4 reasons why the $12million Kenya-Uganda one-stop border is a game changer
The facility comprises offices and space for immigration processes and verification; warehousing and cold rooms for the goods traded across the border.
President Uhuru Kenyatta and his Uganda counterpart, Yoweri Museveni on February 24 officially opened the customs facility, straddling the border of Kenya and Uganda.
Speaking at the event, President Kenyatta commended East Africa leaders and said the integration effort was bearing fruit as substantial progress had been made.
“I am glad that the people and the leadership of the East African Community have taken this point to heart: wherever I go in the region, I find a new appreciation of the importance of integration, and a new commitment to bringing the people of East Africa together,” said President Kenyatta.
Museveni echoed Kenyatta’s sentiments and said the facility was long overdue and would ease trade in the region.
“We are brothers and sisters but unfortunately, colonialists came and divided us but what God put together, no man can temper with it,” he said.
The border post worth $12 million (Shs44 billion) was constructed by Cross –border business advisory organization, Trade Mark East Africa (TMEA) with funding from UK Department of International Development (DFID) and the Global Affairs, Canada.
Busia one Border Post on top of East African countries earlier adopting polices allowing their citizens to travel freely across the region with just their national Identity cards puts East Africa firmly back on the road of integration just like the organization founded in 1967 had intended.
There are many benefits that come with having a single border post but the most obvious ones are trade, time, cost and integration
The one-stop border facility is part of East Africa Community efforts to ease the movement of goods and people within the region.
Regional trade integration is the cornerstone of EAC and Busia one border post would play a crucial role in achieving this.
Busia border is one of of the busiest in East Africa and Uganda’s second busiest point after Malaba, with an average of 894 vehicles crossing per day (TMEA, 2011).
The border handles human and cargo to and from Kenya, Rwanda, Burundi, South Sudan and DRC.

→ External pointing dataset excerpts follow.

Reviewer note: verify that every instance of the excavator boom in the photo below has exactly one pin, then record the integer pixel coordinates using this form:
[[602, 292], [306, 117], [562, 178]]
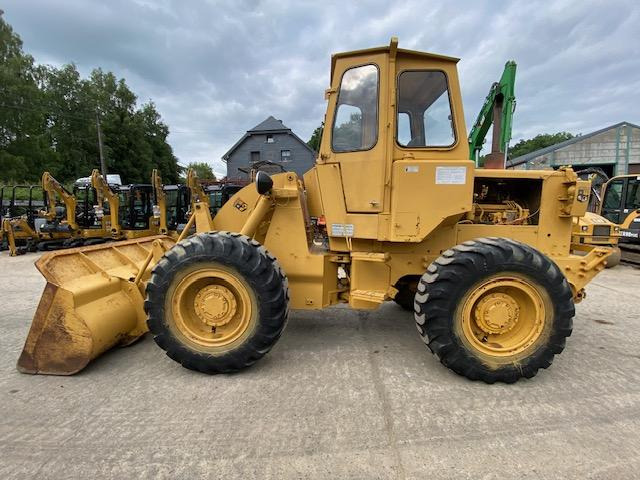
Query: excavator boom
[[497, 110]]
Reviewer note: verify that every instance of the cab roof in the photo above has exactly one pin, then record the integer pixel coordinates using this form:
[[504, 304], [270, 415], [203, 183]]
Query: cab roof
[[392, 45]]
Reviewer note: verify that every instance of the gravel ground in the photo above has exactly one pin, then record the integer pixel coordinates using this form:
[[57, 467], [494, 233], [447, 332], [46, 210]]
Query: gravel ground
[[344, 394]]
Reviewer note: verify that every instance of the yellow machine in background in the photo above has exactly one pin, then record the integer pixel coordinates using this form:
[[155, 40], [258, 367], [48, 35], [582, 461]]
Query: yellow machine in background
[[393, 210]]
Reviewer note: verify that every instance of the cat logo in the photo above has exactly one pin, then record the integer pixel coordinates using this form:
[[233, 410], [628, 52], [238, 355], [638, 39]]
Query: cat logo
[[240, 205]]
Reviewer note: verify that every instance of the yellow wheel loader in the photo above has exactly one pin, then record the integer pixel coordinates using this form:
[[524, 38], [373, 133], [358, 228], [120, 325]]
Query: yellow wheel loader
[[393, 205]]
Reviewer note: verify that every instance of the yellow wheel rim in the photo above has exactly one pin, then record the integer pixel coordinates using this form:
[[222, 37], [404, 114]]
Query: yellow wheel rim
[[212, 307], [503, 316]]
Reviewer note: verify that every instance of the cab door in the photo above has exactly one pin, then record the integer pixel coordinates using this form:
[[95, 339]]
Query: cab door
[[612, 202], [358, 138]]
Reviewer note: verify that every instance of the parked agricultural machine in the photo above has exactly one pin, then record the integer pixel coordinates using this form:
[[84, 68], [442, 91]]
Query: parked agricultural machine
[[393, 209]]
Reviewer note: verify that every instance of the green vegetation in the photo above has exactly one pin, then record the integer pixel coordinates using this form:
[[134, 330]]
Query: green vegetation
[[203, 171], [48, 121], [536, 143]]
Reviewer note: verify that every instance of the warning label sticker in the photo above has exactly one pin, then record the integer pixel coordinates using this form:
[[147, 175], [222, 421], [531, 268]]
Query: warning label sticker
[[342, 229], [451, 175]]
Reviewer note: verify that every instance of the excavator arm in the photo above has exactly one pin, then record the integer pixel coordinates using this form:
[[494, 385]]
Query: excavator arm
[[53, 188], [160, 204], [197, 192], [104, 192], [497, 110]]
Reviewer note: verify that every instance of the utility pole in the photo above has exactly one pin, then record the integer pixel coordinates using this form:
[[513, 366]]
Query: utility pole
[[103, 165]]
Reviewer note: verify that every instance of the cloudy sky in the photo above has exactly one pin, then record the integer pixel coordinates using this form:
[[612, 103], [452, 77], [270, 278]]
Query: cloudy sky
[[217, 68]]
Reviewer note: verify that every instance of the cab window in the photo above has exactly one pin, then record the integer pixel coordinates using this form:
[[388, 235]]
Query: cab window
[[613, 195], [633, 194], [355, 125], [424, 110]]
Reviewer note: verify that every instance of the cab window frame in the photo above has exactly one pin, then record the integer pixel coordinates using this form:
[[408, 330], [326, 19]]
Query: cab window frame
[[337, 106], [454, 125]]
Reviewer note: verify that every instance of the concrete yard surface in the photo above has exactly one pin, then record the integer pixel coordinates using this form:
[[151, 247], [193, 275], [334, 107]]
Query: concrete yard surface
[[344, 394]]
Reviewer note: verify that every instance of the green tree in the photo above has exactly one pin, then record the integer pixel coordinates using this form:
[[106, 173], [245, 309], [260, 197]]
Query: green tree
[[48, 121], [23, 142], [316, 137], [203, 170], [536, 143]]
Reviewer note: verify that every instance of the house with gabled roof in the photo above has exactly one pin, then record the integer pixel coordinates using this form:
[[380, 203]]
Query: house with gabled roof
[[270, 146], [615, 149]]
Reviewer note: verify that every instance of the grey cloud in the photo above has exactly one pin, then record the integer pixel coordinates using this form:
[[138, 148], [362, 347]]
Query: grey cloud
[[217, 68]]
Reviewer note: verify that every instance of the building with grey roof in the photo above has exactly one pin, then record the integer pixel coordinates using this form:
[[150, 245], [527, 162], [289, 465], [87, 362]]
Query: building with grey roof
[[615, 149], [270, 146]]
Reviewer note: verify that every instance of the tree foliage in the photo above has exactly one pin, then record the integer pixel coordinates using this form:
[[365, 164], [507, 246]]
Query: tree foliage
[[49, 117], [316, 137], [536, 143], [203, 170]]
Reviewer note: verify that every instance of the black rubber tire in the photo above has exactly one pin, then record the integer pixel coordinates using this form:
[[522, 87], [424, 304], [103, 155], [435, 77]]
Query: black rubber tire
[[405, 297], [453, 275], [259, 271]]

With plans in the offing to set up similar facilities in all border points all across the region, accessing EAC’s 146 million consumers and over 460 million consumers found on the Common Market for Eastern and Southern Africa (COMESA) would now be a reality.
#2. Saves time
The opening of one-stop border posts and other projects aimed at easing trade in the region has reduced the time it takes to move goods across the EAC.
The One-stop border post concept combines two national border controls into one thereby reducing the time it takes to clear goods and people across the shared borders.
While in the past it took a minimum of 27 days to move a container of goods from Mombasa to western side of EAC, it now takes a maximum of five days.
The facility comprises offices and space for immigration processes and verification; warehousing and cold rooms for the goods traded across the border; and facilities for expediting trade
#3. Reduce cost
Due to the short time used to clear goods and people, firms would no longer need to spend a fortune on housing drivers for days as they wait to be cleared by custom officials.
Busia one border post will reduce costs and overall time it takes to transport goods from one point in the region to another.
#4. Promote integration
This is perhaps the most obvious benefit of the facility.
The first one-stop border post to be commissioned under the EAC integration plan was at Taveta/Holili on the Kenya-Tanzania border.
Drivers and humans can longer complain of being harassed by custom officials of specific countries after being cleared by another official of a different country.
Busia one border post would see both officials working in one space and reduce mistrust between East Africa countries.
Busia one boarder post goes to show East Africa may finally be ready to take on economic giants like European Union, India, China and USA.